How to choose a weighted blanket for a person with SPD
People with special needs like those living with SPD and others on the Autism spectrum could use some extra weight to help them relax and feel calm.
However, to get the full benefits of using one, the age, sex and size of the user must all be considered.
Weighted blankets range from 5lbs. to 25lbs. on the average. The suitable weight of blanket will depend on the body dimensions of the intended user.
The best way to choose a weighted blanket to suit a child or adult is by using their ideal body weight.
A weighted blanket should cover at least 95% of the entire body, or it’s too small. There are small, medium and large sized options for every size of the user.
The two most important measures to consider when buying a weighted blanket are the length and width. Bed dimensions can be used to get an idea of the right size to swaddle the person completely.
Bear in mind that a weighted blanket is not meant to be a duvet or cover for the bed, but a wraparound tool for a person with SPD.
A person living with SPD typically has severe touch (tactile) sensitivities. They can feel uncomfortable at the slightest touch.
Since they are oversensitive to touch, children with SPD won’t like getting hugged, even by family. People who live with them must find other creative ways to show affection.
To choose a weighted blanket for a person with SPD, you must carefully select the fabrics. It’s always a good idea to ask the person what they feel more comfortable with before buying.
Fortunately, weighted blankets come in a wide variety of fabrics with varying levels of tactile input. Softer blankets could be more bearable for people with SPD.

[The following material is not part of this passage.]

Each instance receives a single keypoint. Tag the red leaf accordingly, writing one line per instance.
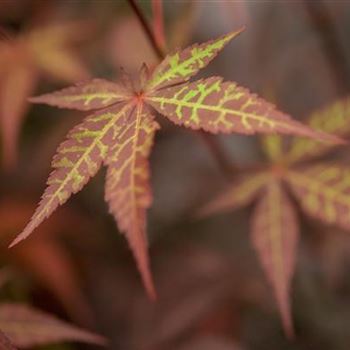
(275, 235)
(128, 191)
(27, 327)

There are a wide variety of fabrics to choose from including:
- Cotton (100% Cotton and Cotton blends for added breathability and comfort)
- Minky fabric
- Rayon-Cotton blend
Pro Tip: Always go for the softer fabrics when buying a weighted blanket for a person with SPD.
If the person has heat sensitivities or living in a warmer climate, look for more breathable fabrics to prevent their bodies from overheating.
Weighted blankets can provide the right amount of sensory input to help people with sensory processing issues feel less overwhelmed with all that’s happening around them.
However, the person must be involved in making a selection so they could find a blanket they feel most comfortable using.
Finding the right weight, size and texture of the fabric are critical for choosing a blanket that provides all the comfort they can get.